Whether or not meritorious, litigation brought against us could result in substantial costs and a diversion of management’s
attention and resources, which could adversely affect our business, operating results and financial condition.
We do not anticipate paying dividends
on our common stock and, accordingly, shareholders must rely on stock appreciation for any return on their investment.
We have never declared
or paid cash dividends on our common stock and do not expect to do so in the foreseeable future. The declaration of dividends is
subject to the discretion of our board of directors and will depend on various factors, including our operating results, financial
condition, future prospects and any other factors deemed relevant by our board of directors. You should not rely on an investment
in our company if you require dividend income from your investment in our company. The success of your investment will likely depend
entirely upon any future appreciation of the market price of our common stock, which is uncertain and unpredictable. There is no
guarantee that our common stock will appreciate in value.

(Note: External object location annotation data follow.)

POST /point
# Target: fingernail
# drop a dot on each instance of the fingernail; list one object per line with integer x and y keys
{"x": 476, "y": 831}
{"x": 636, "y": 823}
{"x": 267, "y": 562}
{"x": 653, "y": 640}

We expect that our quarterly results
of operations will fluctuate, and this fluctuation could cause our stock price to decline.
Our quarterly operating
results are likely to fluctuate in the future. These fluctuations could cause our stock price to decline. The nature of our business
involves variable factors, such as the timing of the research, development and regulatory pathways of our product candidates, which
could cause our operating results to fluctuate.
Due to the possibility
of fluctuations in our revenues and expenses, we believe that quarter-to-quarter comparisons of our operating results are not a
good indication of our future performance.
The rights of the holders of common stock may be impaired
by the potential issuance of preferred stock.
Our articles of incorporation
give our board of directors the right to create new series of preferred stock. As a result, the board of directors may, without
stockholder approval, issue preferred stock with voting, dividend, conversion, liquidation or other rights which could adversely
affect the voting power and equity interest of the holders of common stock. Preferred stock, which could be issued with the right
to more than one vote per share, could be utilized as a method of discouraging, delaying or preventing a change of control. The
possible impact on takeover attempts could adversely affect the price of our common stock. Although we have no present intention
to issue any shares of preferred stock or to create a series of preferred stock, we may issue such shares in the future.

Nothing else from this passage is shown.